The Compostelan Holy Year
The Diocese of Santiago de Compostela received in 1122 the privilege of granting the Plenary Indulgence. Pope Callistus II bestowed this power to pardon all those pilgrims who visite the tomb of the apostle Saint James during the Holy Year.
The Holy Year or Jubilee is celebrated every time that 25 July, the Apostle’s Day, falls on Sunday. This event occurs every six, five, six and eleven years.
For 365 days, pilgrims who come to Santiago Cathedral can be forgiven for the sins they have committed. To do so, they must visit the temple, say a prayer, and receive the sacraments of penance and Communion.
As a symbol of the Compostela Jubilee, every 31st December before the beginning of the Holy period, the Cathedral opens its Holy Door.
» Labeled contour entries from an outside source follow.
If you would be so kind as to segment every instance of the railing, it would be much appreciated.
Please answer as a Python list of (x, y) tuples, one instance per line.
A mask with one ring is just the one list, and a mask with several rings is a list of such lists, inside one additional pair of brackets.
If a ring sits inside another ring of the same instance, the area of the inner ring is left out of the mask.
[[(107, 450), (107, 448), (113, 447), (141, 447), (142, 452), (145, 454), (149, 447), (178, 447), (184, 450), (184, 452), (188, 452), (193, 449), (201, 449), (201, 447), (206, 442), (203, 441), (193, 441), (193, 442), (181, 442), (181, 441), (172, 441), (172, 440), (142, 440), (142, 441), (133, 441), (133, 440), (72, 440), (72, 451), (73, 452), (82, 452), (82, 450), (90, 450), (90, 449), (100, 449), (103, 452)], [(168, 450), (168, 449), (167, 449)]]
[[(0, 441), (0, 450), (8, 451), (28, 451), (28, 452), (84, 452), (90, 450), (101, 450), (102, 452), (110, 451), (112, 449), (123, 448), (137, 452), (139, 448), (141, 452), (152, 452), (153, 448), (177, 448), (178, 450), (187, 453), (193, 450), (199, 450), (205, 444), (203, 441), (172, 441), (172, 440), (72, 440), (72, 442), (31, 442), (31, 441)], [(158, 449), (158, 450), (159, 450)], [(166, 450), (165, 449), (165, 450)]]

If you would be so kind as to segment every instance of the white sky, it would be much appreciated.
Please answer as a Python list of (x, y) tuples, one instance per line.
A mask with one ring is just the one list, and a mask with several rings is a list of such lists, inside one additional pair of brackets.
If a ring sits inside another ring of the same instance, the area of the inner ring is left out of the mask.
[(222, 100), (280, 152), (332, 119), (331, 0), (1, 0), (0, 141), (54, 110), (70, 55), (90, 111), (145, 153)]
It is accessed through Quintana Square, and its opening is preceded by a ritual inspired by the Church of Rome. All pilgrims who cross the Holy Door during the Jubilee will attain forgiveness through humility and penance.
It is a tradition, for all those who come to the church, to attend the pilgrim’s mass. After the Eucharist, the parishioners embrace the seated sculpture of the apostle Saint James, located on the High Altar, and go down to the crypt to say a prayer in front of the tomb of the Apostle.
The origin of the Holy Year
The Holy Year is directly inspired by a Jewish tradition described in the Old Testament. That celebration was understood as a period of sanctification and regeneration of the believer. The sound of an “íobel”, an instrument made from the ram’s horns, herald the beginning of the period.
It was the origin that inspired the Church in the Middle Ages to grant indulgence to the causes of Christianity. From one-off events, they went on to establish stable periods of forgiveness, inspired by the Old Testament. This is how the Jubilee years came into being.
The first references to the Holy Year are recorded in a document of King John II of Castile. In it, the Jubilee Year of 1434 is mentioned. In relation to the pardon that was granted, these periods are also known as “yeas of forgiveness”.